Fu proprio “Lamento di Portnoy” a imporlo all’attenzione di tutti, in particolare della sua stessa gente, gli ebrei americani, che da allora non gli avrebbero più perdonato la vena dissacrante e l’ironia che – proprio a partire da Alexander Portnoy – avrebbe caratterizzato tutta una serie di personaggi rothiani, compreso quel Nathan Zuckerman che sarebbe stato per tanti anni l’Alter Ego dello scrittore stesso. Portatore di uno sguardo disincantato e graffiante sulla condizione della diaspora e, in particolare, sulla sua componente americana, Roth è al contempo il più ebraico e il più anti-ebraico degli scrittori, dove per “anti-ebraismo” si intenda, ovviamente, la capacità di riflettere sulla storia di questo tormentatissimo popolo sfuggendo a tutti i pregiudizi, sia a quelli negativi che a quelli positivi, e di interrogarsi – potremmo dire – sui limiti stessi dell’ebraicità.
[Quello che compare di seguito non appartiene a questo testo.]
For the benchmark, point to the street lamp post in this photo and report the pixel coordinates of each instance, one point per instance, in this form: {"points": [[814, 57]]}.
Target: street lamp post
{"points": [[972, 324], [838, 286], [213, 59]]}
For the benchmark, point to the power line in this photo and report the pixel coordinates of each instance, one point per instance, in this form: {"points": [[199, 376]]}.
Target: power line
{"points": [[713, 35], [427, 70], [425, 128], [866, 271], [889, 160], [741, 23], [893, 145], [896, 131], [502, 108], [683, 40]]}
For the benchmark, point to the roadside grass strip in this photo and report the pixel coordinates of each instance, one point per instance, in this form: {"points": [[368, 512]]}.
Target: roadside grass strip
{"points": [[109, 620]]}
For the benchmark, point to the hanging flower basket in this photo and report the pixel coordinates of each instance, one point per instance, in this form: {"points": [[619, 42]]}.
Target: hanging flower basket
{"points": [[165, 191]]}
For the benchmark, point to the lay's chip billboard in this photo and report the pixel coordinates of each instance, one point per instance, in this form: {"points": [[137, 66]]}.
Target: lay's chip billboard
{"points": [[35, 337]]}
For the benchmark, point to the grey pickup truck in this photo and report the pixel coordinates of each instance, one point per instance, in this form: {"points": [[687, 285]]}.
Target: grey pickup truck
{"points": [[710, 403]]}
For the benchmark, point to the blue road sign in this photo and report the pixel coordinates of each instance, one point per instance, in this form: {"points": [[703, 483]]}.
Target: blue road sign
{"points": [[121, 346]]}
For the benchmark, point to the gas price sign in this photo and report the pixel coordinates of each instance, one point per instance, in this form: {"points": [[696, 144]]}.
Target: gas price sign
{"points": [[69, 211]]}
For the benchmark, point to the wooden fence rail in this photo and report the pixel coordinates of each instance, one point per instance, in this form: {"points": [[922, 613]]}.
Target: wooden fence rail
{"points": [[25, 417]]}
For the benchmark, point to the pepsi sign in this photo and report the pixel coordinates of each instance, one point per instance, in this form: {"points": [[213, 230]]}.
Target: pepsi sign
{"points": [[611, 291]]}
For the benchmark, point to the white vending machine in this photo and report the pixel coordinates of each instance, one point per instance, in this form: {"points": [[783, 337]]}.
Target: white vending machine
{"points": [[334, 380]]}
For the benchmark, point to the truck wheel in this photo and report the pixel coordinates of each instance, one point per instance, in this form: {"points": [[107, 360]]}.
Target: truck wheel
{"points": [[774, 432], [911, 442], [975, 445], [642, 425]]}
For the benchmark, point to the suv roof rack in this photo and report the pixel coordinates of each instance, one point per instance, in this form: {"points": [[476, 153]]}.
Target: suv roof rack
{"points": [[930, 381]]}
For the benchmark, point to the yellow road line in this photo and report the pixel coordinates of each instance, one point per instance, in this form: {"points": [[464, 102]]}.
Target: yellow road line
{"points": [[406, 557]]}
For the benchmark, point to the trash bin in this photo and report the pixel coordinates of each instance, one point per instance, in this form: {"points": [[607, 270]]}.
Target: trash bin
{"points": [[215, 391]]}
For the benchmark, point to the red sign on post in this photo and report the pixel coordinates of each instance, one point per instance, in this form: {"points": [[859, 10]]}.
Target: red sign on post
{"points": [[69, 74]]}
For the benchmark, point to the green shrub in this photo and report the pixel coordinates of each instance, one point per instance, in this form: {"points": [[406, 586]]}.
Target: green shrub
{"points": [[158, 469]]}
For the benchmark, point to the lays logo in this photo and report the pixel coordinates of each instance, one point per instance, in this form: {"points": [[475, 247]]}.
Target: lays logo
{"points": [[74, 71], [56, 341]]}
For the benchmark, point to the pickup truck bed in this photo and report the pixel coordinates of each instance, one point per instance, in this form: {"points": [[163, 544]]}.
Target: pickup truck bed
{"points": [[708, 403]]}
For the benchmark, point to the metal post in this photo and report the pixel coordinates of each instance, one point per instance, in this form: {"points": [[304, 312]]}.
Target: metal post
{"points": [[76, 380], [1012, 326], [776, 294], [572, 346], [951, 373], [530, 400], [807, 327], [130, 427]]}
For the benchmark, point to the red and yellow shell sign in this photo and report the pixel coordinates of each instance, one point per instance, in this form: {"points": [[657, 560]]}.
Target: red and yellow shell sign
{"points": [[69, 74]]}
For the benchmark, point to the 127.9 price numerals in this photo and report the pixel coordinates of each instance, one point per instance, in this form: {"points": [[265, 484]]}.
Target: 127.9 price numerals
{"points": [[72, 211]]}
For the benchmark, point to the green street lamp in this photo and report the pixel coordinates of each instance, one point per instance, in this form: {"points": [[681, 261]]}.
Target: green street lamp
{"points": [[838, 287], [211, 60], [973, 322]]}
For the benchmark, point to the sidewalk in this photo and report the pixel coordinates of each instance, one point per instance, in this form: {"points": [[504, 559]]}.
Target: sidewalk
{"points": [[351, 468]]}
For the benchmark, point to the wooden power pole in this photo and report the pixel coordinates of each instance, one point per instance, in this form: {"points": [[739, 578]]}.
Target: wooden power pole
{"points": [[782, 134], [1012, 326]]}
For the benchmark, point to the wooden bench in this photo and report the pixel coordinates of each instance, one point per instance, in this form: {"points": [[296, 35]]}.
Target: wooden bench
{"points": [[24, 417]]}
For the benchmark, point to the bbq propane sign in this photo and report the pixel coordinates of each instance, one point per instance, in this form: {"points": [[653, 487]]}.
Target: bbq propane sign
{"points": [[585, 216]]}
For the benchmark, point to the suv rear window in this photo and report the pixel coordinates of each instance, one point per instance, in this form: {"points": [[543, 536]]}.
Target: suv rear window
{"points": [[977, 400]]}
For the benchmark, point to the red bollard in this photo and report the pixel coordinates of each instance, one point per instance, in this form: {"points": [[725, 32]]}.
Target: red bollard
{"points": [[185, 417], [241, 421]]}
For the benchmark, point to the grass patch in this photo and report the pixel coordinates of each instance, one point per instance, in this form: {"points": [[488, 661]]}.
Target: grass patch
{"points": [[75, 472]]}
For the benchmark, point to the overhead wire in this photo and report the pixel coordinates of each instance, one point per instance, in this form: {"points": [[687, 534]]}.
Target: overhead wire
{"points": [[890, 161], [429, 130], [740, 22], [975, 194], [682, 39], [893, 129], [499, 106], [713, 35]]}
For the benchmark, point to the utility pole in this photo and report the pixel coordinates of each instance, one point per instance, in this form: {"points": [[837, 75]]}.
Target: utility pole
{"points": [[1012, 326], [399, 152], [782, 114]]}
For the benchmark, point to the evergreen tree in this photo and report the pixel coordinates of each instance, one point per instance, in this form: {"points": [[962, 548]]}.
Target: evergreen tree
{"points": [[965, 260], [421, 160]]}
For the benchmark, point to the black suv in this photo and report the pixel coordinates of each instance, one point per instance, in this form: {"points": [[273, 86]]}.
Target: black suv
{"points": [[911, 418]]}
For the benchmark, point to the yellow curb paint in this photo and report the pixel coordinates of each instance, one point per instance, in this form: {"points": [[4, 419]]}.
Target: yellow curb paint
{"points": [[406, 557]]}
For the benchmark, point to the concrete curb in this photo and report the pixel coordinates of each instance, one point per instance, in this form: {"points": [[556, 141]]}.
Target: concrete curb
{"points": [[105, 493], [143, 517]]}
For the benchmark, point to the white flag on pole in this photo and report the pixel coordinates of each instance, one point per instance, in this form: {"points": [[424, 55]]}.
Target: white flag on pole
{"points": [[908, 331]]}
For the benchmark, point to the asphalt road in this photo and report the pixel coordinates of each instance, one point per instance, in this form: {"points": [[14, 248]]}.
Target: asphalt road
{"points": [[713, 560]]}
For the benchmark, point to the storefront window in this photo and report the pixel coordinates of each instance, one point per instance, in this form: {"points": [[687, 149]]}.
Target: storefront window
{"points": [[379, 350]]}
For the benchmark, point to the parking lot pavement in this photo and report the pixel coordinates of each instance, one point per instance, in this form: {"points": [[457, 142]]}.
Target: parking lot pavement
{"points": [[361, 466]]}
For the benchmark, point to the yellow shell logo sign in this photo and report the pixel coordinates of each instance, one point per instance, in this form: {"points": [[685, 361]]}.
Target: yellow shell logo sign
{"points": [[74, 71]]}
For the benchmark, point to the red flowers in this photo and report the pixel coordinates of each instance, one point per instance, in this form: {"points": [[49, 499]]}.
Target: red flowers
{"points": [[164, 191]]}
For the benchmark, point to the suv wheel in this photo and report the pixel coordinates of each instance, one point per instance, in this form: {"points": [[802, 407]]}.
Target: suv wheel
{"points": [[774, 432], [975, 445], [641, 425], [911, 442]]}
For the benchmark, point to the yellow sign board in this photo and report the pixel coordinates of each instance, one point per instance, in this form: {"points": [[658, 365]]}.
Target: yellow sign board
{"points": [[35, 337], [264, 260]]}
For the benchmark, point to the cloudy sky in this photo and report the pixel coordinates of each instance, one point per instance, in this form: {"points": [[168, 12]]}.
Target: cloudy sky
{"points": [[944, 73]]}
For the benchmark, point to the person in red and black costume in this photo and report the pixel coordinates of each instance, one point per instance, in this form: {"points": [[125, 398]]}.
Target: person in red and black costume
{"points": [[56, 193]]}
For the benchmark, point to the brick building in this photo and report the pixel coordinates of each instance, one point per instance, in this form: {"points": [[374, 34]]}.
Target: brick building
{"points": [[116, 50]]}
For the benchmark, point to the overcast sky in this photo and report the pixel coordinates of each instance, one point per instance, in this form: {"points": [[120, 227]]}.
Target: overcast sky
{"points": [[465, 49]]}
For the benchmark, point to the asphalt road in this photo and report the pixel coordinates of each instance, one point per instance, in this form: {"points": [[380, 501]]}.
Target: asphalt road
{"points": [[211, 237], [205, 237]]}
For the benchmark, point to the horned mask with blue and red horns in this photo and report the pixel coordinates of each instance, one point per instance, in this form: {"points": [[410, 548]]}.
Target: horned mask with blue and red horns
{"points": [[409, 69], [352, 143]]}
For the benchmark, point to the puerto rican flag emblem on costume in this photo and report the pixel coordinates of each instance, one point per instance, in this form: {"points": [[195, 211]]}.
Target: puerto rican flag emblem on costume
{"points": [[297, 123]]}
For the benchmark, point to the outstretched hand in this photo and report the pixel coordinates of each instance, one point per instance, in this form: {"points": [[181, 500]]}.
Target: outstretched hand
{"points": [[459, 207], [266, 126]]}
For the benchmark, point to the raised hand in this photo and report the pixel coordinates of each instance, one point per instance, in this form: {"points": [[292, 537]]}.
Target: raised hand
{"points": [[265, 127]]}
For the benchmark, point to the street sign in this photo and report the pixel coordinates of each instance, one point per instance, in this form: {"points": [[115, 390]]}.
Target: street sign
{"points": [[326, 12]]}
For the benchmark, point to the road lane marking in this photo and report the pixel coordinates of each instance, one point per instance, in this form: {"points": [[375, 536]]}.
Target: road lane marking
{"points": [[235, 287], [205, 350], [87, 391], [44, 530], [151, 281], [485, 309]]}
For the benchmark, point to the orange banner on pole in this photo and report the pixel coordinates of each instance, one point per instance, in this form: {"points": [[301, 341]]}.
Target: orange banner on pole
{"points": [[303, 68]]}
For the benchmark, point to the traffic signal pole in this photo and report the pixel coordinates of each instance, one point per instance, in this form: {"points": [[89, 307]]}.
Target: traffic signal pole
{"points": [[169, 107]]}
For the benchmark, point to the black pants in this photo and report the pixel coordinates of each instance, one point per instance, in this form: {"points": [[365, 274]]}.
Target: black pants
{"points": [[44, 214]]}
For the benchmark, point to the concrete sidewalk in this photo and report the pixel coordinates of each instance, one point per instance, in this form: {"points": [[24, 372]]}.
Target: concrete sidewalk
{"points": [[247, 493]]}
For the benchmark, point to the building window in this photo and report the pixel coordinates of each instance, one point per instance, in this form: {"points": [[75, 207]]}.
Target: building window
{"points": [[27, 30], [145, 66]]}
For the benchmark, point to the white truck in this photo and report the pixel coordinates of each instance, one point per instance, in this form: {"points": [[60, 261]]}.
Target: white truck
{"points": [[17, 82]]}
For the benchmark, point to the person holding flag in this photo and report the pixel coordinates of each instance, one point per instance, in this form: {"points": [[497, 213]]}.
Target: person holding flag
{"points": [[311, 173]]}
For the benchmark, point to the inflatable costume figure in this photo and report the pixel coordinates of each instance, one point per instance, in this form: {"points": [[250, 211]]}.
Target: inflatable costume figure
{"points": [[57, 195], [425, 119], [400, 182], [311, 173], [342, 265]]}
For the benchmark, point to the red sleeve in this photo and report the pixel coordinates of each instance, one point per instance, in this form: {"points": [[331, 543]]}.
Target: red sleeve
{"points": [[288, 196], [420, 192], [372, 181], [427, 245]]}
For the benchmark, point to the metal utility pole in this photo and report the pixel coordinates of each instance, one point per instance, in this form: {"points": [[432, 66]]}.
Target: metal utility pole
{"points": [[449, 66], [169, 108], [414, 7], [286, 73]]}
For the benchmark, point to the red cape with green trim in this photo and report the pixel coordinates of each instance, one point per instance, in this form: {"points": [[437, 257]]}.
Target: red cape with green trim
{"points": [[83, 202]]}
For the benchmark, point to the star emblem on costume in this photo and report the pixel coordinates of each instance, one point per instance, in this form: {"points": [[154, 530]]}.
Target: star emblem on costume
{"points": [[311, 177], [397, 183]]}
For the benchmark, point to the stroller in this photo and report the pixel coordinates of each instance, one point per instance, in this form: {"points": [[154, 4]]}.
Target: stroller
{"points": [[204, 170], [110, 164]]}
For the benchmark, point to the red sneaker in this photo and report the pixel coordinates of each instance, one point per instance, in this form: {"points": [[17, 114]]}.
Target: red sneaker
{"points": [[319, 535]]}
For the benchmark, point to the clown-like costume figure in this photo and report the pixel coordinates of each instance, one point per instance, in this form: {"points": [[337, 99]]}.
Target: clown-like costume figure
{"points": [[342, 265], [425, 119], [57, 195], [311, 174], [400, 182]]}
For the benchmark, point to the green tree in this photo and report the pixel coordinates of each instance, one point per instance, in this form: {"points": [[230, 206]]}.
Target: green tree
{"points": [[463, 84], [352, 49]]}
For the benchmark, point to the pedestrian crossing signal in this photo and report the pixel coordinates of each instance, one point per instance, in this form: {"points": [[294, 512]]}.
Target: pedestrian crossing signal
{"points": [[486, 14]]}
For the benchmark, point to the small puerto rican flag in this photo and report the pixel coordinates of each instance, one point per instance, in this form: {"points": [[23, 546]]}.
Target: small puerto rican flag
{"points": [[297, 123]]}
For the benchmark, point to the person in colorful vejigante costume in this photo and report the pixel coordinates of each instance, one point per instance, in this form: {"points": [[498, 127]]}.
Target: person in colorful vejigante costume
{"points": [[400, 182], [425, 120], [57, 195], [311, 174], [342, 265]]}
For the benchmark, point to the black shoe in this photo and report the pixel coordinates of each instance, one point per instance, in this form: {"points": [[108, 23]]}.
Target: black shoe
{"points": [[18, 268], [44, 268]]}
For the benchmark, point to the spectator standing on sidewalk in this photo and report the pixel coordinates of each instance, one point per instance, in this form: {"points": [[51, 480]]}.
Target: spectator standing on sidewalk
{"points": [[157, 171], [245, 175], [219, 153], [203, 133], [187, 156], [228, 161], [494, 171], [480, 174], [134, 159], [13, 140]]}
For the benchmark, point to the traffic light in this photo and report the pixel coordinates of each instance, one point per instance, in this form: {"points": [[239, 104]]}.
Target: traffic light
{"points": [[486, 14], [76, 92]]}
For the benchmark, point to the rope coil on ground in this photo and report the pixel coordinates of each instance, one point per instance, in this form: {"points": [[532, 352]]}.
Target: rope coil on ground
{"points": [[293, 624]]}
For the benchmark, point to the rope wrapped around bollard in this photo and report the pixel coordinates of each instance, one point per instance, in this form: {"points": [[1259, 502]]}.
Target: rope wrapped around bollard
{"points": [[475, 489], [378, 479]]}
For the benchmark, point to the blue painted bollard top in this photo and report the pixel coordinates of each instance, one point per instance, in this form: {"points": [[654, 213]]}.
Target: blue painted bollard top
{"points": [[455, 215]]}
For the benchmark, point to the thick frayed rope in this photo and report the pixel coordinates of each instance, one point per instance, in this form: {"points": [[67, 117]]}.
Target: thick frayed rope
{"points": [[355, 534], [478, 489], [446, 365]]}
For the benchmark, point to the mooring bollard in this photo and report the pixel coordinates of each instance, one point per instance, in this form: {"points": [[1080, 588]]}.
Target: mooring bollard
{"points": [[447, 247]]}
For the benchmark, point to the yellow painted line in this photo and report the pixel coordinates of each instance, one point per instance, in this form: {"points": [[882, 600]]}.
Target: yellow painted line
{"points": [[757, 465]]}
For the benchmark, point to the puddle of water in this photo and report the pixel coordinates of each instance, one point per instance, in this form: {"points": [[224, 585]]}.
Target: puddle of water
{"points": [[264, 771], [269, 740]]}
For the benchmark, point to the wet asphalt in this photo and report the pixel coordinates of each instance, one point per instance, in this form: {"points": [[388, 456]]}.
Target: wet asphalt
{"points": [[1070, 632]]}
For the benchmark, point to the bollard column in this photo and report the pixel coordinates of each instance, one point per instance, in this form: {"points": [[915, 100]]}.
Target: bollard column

Ma questa questione rischierebbe di portarci troppo lontano: torniamo a Portnoy! Al di là delle considerazioni tematiche e dell’importanza, per la letteratura americana stessa, di un romanzo-apripista, che avrebbe inaugurato, appunto, una successiva sequela di libri incentrati sulla descrizione degli ebrei americani nelle loro mille sfaccettature, “Lamento di Portnoy” è soprattutto un capolavoro di stile e di arguzia – un’arguzia che a tratti sconfina nella volgarità bell’e buona, ma sempre giustificata, sempre (auto)ironica, e sempre capace di divertire fino alle lacrime. Perché non c’è dubbio che Alexander Portnoy sia uno dei personaggi più straordinari non solo di Philip Roth, ma di tutta le letteratura del ‘900; l’Io narrante con cui ci racconta (o meglio, con cui racconta al suo psicanalista) la sua storia, e con cui descrive la sua famiglia e l’entourage nel quale è cresciuto, nell’immancabile Newark, è brillante e scatenato, vero e proprio flusso di coscienza appena regolato dalla sapienza stilistica e narrativa del grande scrittore, che sa dare le giuste ripartizioni e le giuste pause, che sa far riflettere come anche far ridere, che spiazza e accarezza il lettore nella stessa misura, divertendolo ed entrandogli sottopelle come con pochi altri romanzi vi potrà mai capitare.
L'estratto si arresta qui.